Il compito di un bambino, si sa, è quello di crescere. Mentre quello di un adulto è di creare le condizioni migliori per lo sviluppo dei più piccoli e dare il buon esempio. Assurdamente oggi sono gli alunni ed ex alunni a dare il buon esempio indicando la strada perché la legge accompagni al meglio la realtà, mentre gli adulti per eccellenza, i senatori e membri del Governo, si rifiutano di crescere, mostrando le giustificazioni per i compiti non fatti, attraverso i propri “diari” dalle aule del potere, comunicati e dichiarazioni ai media. Ecco, noi vorremmo che l’ordine venisse ristabilito, che gli adulti tornassero a dimostrare di essere responsabili di tutti i bambini e bambine d’Italia e che i più piccoli potessero dedicarsi all’ardua impresa di incamminarsi verso l’età della ragione in un Paese giusto e sereno, capace di tutelarli fino in fondo.
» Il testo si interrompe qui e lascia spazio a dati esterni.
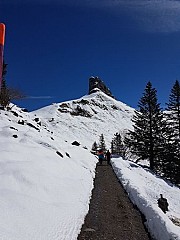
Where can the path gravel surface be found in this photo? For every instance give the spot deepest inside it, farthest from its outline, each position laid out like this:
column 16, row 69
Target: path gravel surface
column 111, row 215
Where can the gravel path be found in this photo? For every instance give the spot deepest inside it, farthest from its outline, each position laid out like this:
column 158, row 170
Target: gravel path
column 111, row 215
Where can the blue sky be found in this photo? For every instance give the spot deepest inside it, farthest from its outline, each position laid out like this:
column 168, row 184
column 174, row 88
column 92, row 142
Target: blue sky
column 52, row 47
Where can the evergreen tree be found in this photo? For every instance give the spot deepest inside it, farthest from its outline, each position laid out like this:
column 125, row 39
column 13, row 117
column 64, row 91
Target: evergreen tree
column 117, row 146
column 94, row 148
column 146, row 141
column 172, row 168
column 174, row 108
column 4, row 92
column 102, row 144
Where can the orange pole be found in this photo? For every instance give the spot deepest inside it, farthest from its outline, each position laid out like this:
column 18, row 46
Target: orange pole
column 2, row 38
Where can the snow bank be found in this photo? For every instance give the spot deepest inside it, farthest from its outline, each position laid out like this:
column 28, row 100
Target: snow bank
column 144, row 189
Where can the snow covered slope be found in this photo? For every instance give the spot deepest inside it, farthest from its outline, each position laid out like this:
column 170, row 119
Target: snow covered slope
column 45, row 181
column 85, row 119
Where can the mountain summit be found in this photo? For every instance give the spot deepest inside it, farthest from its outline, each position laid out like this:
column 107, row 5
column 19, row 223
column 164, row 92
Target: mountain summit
column 96, row 84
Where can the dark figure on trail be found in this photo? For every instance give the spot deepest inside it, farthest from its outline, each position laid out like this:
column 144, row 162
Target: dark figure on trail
column 100, row 156
column 163, row 204
column 108, row 157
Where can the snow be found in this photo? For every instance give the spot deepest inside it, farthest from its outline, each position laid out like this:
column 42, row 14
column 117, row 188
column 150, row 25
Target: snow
column 45, row 195
column 144, row 189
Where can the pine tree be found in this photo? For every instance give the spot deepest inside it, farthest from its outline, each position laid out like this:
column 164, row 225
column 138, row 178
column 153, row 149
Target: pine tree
column 172, row 170
column 94, row 148
column 4, row 92
column 174, row 108
column 117, row 146
column 102, row 144
column 146, row 141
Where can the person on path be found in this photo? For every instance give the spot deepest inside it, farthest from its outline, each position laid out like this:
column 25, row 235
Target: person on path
column 100, row 156
column 108, row 157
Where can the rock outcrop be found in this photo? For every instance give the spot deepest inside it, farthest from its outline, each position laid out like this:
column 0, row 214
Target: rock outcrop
column 96, row 84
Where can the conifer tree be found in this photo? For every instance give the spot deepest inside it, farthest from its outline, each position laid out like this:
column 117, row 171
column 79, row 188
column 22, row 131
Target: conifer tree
column 102, row 144
column 4, row 92
column 146, row 141
column 172, row 167
column 94, row 148
column 117, row 146
column 174, row 108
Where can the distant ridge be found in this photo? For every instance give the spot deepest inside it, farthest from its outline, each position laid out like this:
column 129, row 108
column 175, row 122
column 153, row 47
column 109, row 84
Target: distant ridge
column 96, row 84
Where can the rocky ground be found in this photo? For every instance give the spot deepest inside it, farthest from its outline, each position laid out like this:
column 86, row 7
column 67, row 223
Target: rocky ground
column 111, row 215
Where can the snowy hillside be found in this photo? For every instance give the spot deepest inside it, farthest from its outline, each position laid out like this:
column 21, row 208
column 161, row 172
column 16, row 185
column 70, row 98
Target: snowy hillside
column 45, row 181
column 86, row 118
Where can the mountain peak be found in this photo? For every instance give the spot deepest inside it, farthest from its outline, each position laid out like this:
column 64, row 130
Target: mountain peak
column 96, row 84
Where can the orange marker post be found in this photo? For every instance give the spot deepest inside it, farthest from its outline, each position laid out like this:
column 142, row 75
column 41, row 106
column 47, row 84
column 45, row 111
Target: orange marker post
column 2, row 38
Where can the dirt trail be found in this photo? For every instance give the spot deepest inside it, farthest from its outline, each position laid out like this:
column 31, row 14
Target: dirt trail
column 111, row 215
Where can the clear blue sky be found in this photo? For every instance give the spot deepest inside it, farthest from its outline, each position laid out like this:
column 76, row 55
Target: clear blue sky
column 52, row 47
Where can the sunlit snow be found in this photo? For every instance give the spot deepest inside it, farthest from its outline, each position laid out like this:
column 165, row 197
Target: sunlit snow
column 46, row 182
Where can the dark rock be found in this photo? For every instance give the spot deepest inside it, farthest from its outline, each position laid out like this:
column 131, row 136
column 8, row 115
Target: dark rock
column 24, row 110
column 60, row 154
column 163, row 204
column 67, row 154
column 15, row 113
column 21, row 122
column 96, row 83
column 36, row 119
column 14, row 128
column 31, row 125
column 15, row 136
column 75, row 143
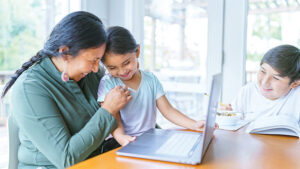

Una cosa è certa: di fronte ai calcoli elettorali mascherati da paure, noi diretti interessati non resteremo ad affogare nel pantano zitti e buoni, capro espiatorio per l’eternità. Non ci rassegniamo anche perché siamo vivi e forti e le nostre voci, unite a quelle dei bambini e bambine, rappresentano presente e futuro, parte di un’Italia che è già molto più avanti e che pretende il voto di questa “riforma di civiltà”. Un’Italia che continuerà a crescere e che i grandi Palazzi dovrebbero imparare a guardare e ad ascoltare da vicino e non a sfinire, di rinvio in rinvio, né a dimenticare. Il futuro è già qui e bussa alla porta.